A homeschooling friend who’s expecting a baby asked for ideas for fun learning activities to do from the couch. Others chimed in with suggestions; here was my contribution:

I second Erica’s Signing Time recommendation!

Jim Weiss CDs (holler if you want to borrow some of ours)

The Horrible Histories video for English monarchs—we watched it every day for a few weeks until we had them all by heart.

Look for Koosje Koene drawing videos on Youtube. (If the computer is accessible.) Short simple how-to videos that we have found quite inspiring.

Clapping games like Say Say oh Playmate, my kids love when I dredge these up from memory.

This silly parts-of-speech game we used to play in the car. :)

Plus other wordplay games like the one where you pretend you’re packing for a trip and the first person packs an A thing (apple), second person adds a B thing (brush) + says the A word, and so on—see how far through the alphabet you can get. (I am blanking on the name.)

If you have cable you might have a karaoke channel, surprisingly entertaining.

Good time to work on a foreign language

Impromptu spelling bee

Round robin storytelling—one person starts and you take turns going around the room. I can see your girls having a great time with this!

For times table practice sometimes I make them run up and down the hall while I call out problems. For beginners you can give the problem and they give you the answer when they get back, it gives them time to think.

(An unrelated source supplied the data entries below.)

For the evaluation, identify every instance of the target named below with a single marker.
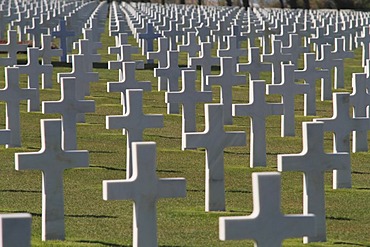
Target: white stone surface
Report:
(314, 162)
(342, 125)
(188, 97)
(226, 80)
(258, 110)
(145, 189)
(133, 122)
(214, 139)
(288, 89)
(15, 230)
(267, 225)
(52, 160)
(12, 94)
(69, 107)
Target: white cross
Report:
(310, 73)
(148, 38)
(46, 51)
(267, 226)
(52, 160)
(206, 61)
(254, 66)
(258, 110)
(276, 58)
(189, 97)
(214, 139)
(35, 31)
(12, 48)
(191, 47)
(33, 69)
(360, 100)
(314, 162)
(226, 80)
(144, 188)
(12, 94)
(172, 73)
(63, 35)
(342, 124)
(133, 122)
(288, 89)
(69, 107)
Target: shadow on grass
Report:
(167, 137)
(360, 173)
(101, 152)
(338, 218)
(115, 245)
(168, 171)
(239, 191)
(237, 153)
(20, 191)
(108, 168)
(352, 244)
(101, 243)
(91, 216)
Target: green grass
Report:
(90, 221)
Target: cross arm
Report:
(172, 187)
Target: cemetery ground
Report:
(90, 221)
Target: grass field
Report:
(90, 221)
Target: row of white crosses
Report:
(58, 136)
(314, 194)
(112, 189)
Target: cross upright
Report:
(52, 160)
(339, 50)
(46, 51)
(205, 61)
(69, 107)
(267, 226)
(172, 73)
(232, 49)
(203, 32)
(310, 74)
(342, 125)
(12, 94)
(191, 47)
(63, 34)
(88, 34)
(276, 58)
(173, 33)
(161, 56)
(129, 82)
(125, 56)
(35, 31)
(359, 99)
(33, 69)
(258, 110)
(12, 48)
(254, 66)
(214, 139)
(149, 38)
(314, 162)
(87, 50)
(226, 80)
(288, 89)
(121, 39)
(364, 41)
(295, 48)
(188, 97)
(327, 61)
(133, 122)
(144, 188)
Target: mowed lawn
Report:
(90, 221)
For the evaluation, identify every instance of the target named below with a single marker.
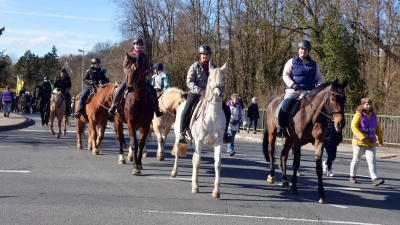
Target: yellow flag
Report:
(20, 84)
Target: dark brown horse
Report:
(96, 115)
(137, 111)
(307, 125)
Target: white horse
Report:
(168, 103)
(207, 128)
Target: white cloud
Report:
(34, 42)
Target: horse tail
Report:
(179, 149)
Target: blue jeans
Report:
(255, 119)
(82, 100)
(231, 146)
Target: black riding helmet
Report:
(95, 60)
(158, 66)
(205, 49)
(304, 44)
(138, 41)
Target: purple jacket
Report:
(368, 127)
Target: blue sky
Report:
(37, 25)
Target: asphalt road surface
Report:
(45, 180)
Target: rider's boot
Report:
(281, 124)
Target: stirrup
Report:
(227, 138)
(182, 138)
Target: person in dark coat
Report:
(332, 140)
(253, 114)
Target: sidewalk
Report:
(16, 121)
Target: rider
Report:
(160, 79)
(197, 82)
(63, 82)
(137, 49)
(93, 76)
(45, 100)
(301, 73)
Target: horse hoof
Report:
(174, 174)
(195, 190)
(271, 180)
(136, 172)
(216, 195)
(322, 200)
(285, 184)
(160, 156)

Count all the squares/rectangles/triangles etc in the room. This can get tricky! Doors and windows can have many subdivided rectangles, etc. (I remember once looking at a large window at our church in Virginia. Jane asked how many rectangles I could see. I counted something like 16. She then pointed out to me a total of 37 different rectangles!)

Book scavenger hunt: assign a subject, like a lion. Everyone goes off to look for a book with a lion in it.

Oh how this makes me miss our baby days! Huck turned SIX today, how can that be possible???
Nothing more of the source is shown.